Iteration | Q[s0,right] | Q[s1,upC] | Q[s3,upC] | Q[s5,left] | Q[s4,left] |
1 | 0 | -1 | -1 | 0 | 10 |
2 | 0 | -1 | -1 | 4.5 | 10 |
3 | 0 | -1 | 0.35 | 6.0 | 10 |
4 | 0 | -0.92 | 1.36 | 6.75 | 10 |
10 | 0.03 | 0.51 | 4 | 8.1 | 10 |
100 | 2.54 | 4.12 | 6.82 | 9.5 | 11.34 |
1000 | 4.63 | 5.93 | 8.46 | 11.3 | 13.4 |
10,000 | 6.08 | 7.39 | 9.97 | 12.83 | 14.9 |
100,000 | 7.27 | 8.58 | 11.16 | 14.02 | 16.08 |
1,000,000 | 8.21 | 9.52 | 12.1 | 14.96 | 17.02 |
10,000,000 | 8.96 | 10.27 | 12.85 | 15.71 | 17.77 |
∞ | 11.85 | 13.16 | 15.74 | 18.6 | 20.66 |
(b) Q-learning for a deterministic sequence of actions with α=1:
Iteration | Q[s0,right] | Q[s1,upC] | Q[s3,upC] | Q[s5,left] | Q[s4,left] |
1 | 0 | -1 | -1 | 0 | 10 |
2 | 0 | -1 | -1 | 9 | 10 |
3 | 0 | -1 | 7.1 | 9 | 10 |
4 | 0 | 5.39 | 7.1 | 9 | 10 |
5 | 4.85 | 5.39 | 7.1 | 9 | 14.37 |
6 | 4.85 | 5.39 | 7.1 | 12.93 | 14.37 |
10 | 7.72 | 8.57 | 10.64 | 15.25 | 16.94 |
20 | 10.41 | 12.22 | 14.69 | 17.43 | 19.37 |
30 | 11.55 | 12.83 | 15.37 | 18.35 | 20.39 |
40 | 11.74 | 13.09 | 15.66 | 18.51 | 20.57 |
∞ | 11.85 | 13.16 | 15.74 | 18.6 | 20.66 |
(c) Q-values after full exploration and convergence:
Iteration | Q[s0,right] | Q[s1,upC] | Q[s3,upC] | Q[s5,left] | Q[s4,left] |
∞ | 19.5 | 21.14 | 24.08 | 27.87 | 30.97 |
Figure 11.11 shows how the Q-values are updated though a repeated execution of this action sequence. In both of these tables, the Q-values are initialized to 0.

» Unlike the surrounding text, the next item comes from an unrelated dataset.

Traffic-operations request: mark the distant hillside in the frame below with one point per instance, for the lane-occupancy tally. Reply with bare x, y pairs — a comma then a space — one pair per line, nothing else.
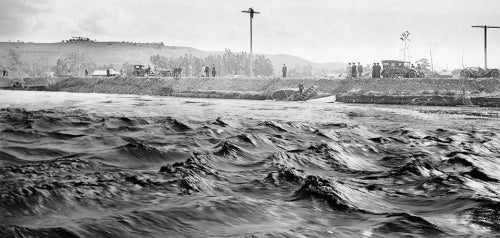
297, 62
118, 53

- In the top run there is a separate αk-value for each state-action pair. Notice how, in iteration 1, only the immediate rewards are updated. In iteration 2, there is a one-step backup from the positive rewards. Note that the -1 is not backed up because another action is available that has a Q-value of 0. In the third iteration, there is a two-step backup. Q[s3,upC] is updated because of the reward of 10, two steps ahead; its value is the average of its experiences: (-1 + -1 + (-1+0.9×6))/3.

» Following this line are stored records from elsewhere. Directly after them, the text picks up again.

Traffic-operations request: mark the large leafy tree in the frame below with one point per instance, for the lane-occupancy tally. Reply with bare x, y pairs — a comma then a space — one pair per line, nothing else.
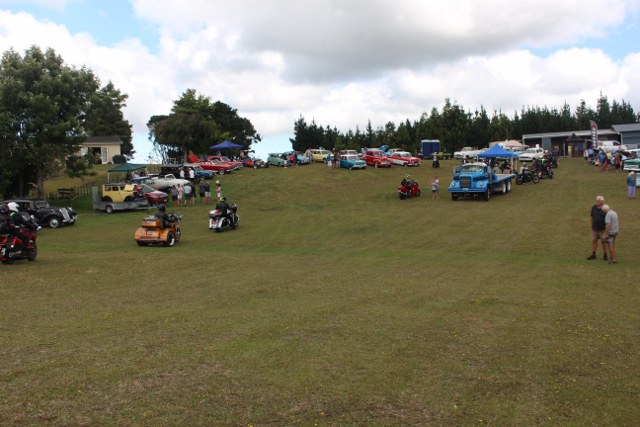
195, 123
44, 110
105, 116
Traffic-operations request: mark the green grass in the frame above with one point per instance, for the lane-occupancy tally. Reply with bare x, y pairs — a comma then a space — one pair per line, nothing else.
334, 303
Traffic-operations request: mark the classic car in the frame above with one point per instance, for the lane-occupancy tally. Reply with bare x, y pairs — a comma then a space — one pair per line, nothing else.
225, 160
319, 155
200, 171
45, 214
352, 161
254, 162
277, 159
531, 153
467, 153
217, 166
301, 159
376, 158
404, 158
152, 195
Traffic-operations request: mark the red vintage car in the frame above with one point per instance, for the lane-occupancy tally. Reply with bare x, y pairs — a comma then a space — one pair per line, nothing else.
404, 158
376, 158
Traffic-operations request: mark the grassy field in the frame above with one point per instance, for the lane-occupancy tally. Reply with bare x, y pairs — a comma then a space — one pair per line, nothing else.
334, 303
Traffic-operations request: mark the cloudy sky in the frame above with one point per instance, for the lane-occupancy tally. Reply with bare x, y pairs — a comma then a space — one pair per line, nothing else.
341, 63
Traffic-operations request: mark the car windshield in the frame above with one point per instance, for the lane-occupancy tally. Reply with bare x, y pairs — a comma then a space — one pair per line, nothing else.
472, 168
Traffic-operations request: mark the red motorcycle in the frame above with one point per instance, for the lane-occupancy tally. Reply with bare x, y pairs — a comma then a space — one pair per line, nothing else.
408, 190
21, 245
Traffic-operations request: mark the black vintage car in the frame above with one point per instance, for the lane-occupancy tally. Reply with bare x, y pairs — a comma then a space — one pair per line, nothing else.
46, 215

- The second run is where α=1; thus, it only takes into account the current estimate. Again, the reward is backed up one step in each iteration. In the third iteration, Q[s3,upC] is updated because of the reward of 10 two steps ahead, but with α=1, the algorithm ignores its previous estimates and uses its new experience, -1+0.9×0.9. Having α=1 converges much faster than when αk=1/k, but α=1 only converges when the actions are deterministic because α=1 implicitly assumes that the last reward and resulting state are representative of future ones.

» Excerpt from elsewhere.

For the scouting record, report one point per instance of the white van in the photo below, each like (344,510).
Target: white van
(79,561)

- If the algorithm is run allowing the agent to explore, as is normal, some of the Q-values after convergence are shown in part (c). Note that, because there are stochastic actions, α cannot be 1 for the algorithm to converge. Note that the Q-values are larger than for the deterministic sequence of actions because these actions do not form an optimal policy.
The final policy after convergence is to do up in state s0, upC in state s2, up in states s1 and s3, and left in states s4 and s5.
You can run the applet for this example that is available on the book web site. Try different initializations, and try varying α.